Could this road symbolically lead to Chicago for Caterpillar? |
There was Archer Daniels-Midland in Decatur. Then, the big gun, Caterpillar, in Peoria, the manufacturer of farm machinery and vehicles used by agriculture interests the world over.
ANYBODY
INTERESTED IN farming or food or eating ought to know of Caterpillar. Or ADM,
which processes grains and soybeans into products that can be turned into food.
I
don’t deny those are significant corporate entities in their own right. But I
can’t help but note that ADM left Decatur a couple of years ago; following the
lead of the central Illinois city’s one-time National Football League team,
which came to Chicago and became the Bears many decades ago.
Now,
Caterpillar seems to be following their lead.
Corporate
officials said this week that their top executives are moving from their
offices at the main plant in Peoria to a yet-to-be-determined site in Chicago.

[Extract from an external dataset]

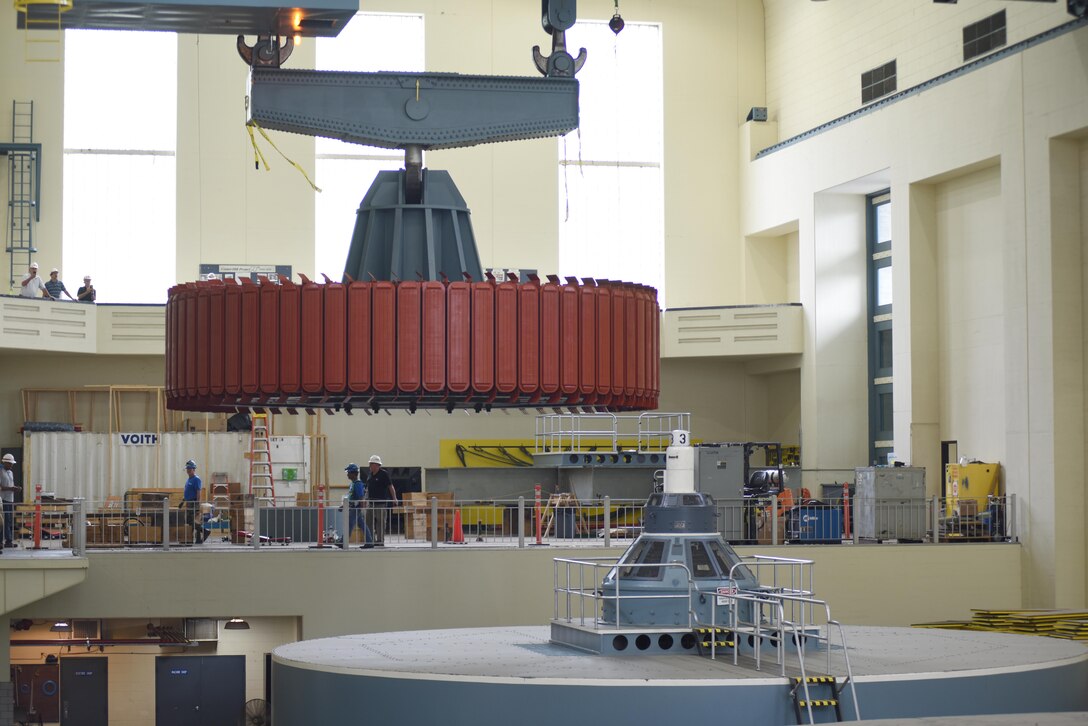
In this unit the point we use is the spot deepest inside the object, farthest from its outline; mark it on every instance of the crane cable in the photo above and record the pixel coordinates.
(259, 158)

They want access to life in a large city like Chicago, rather than small-city
life of Peoria. They also like the idea of being a short drive away from O’Hare
International Airport, from which they can go anywhere in the world!
IT
MAY ALSO be that corporate types want to be able to follow the Chicago Cubs
themselves, rather than rooting for their local Midwest League ball club and spending
their time reminiscing of the days when it was a Cubs’ minor league affiliate
(it’s now with the St. Louis Cardinals).
No longer dreaming of Cubs' one-time affiliate |
One bit of consolation for the Peoria people – corporate officials say it’s just the corporate offices. The actual plant in Peoria where equipment is made will remain there. Few of the 12,000 people employed in Peoria will be out of work because of the move.
Who
knows? They may come to like having the top brass located elsewhere. While we in
Chicago will love being able to say we’re the corporate offices of yet another
business entity. Not bad at a time when President Donald J. Trump, for purely
partisan political reasons, seems determined to come up with weekly attacks on
Chicago.
As
though he wants the world to think that our fair city is as ugly as that
1,389-foot tall building he erected along the Chicago River.
If Chicago Bears could once play a season at Memorial Stadium, why not Fighting Illini games in Chicago? |
ALTHOUGH THE MOVE makes me wonder now what business entities rural Illinois types will be able to cite when they tout their region? Perhaps they’ll start boasting of the many state universities located in the rest of Illinois – particularly the University of Illinois.
Though
one could argue that all you’d have to do is move the Big Ten athletic programs
of the Fighting Illini to the Chicago campus, and the UI-C would take over that
school’s niche in the state.
Although
I’m sure that to the people of Urbana-Champaign (or should it be Champaign-Urbana),
that very notion constitutes “fightin’ words” worse than the notion of
Caterpillar sending a piece of itself to Chicago.
Could one-time U.S. Steel plant along the lakefront ... |
Yet
this isn’t the only outside interest we’re seeing these days. I couldn’t help
but notice the talk this week of a company ultimately based in Barcelona,
Spain, wanting to take the one-time site of U.S. Steel’s Southworks plant and
convert it into homes.
SPECIFICALLY,
SOME 12,000 homes, to be built in four phases of 3,000 each – with certain
communal amenities meant to try to create a spirit of community.
Not
that the area, which is adjacent to the South Chicago and South Shore neighborhoods,
couldn’t use some freshening up. South Chicago in particular (the neighborhood
I was born in, for what it’s worth) has old housing stock.
... truly become the 8080 Lakeshore housing development.? Image provided by Barcelona Housing |
Yet
still interesting to see that at a time when Trump wants to undermine our city
by making it appear too much of a hell hole to want to have anything to do
with, interests as diverse as Caterpillar and Barcelona see money to be made in
Chicago; which makes me think we ought to be questioning Trump’s own business
instincts – instead of taking anything he says all that seriously.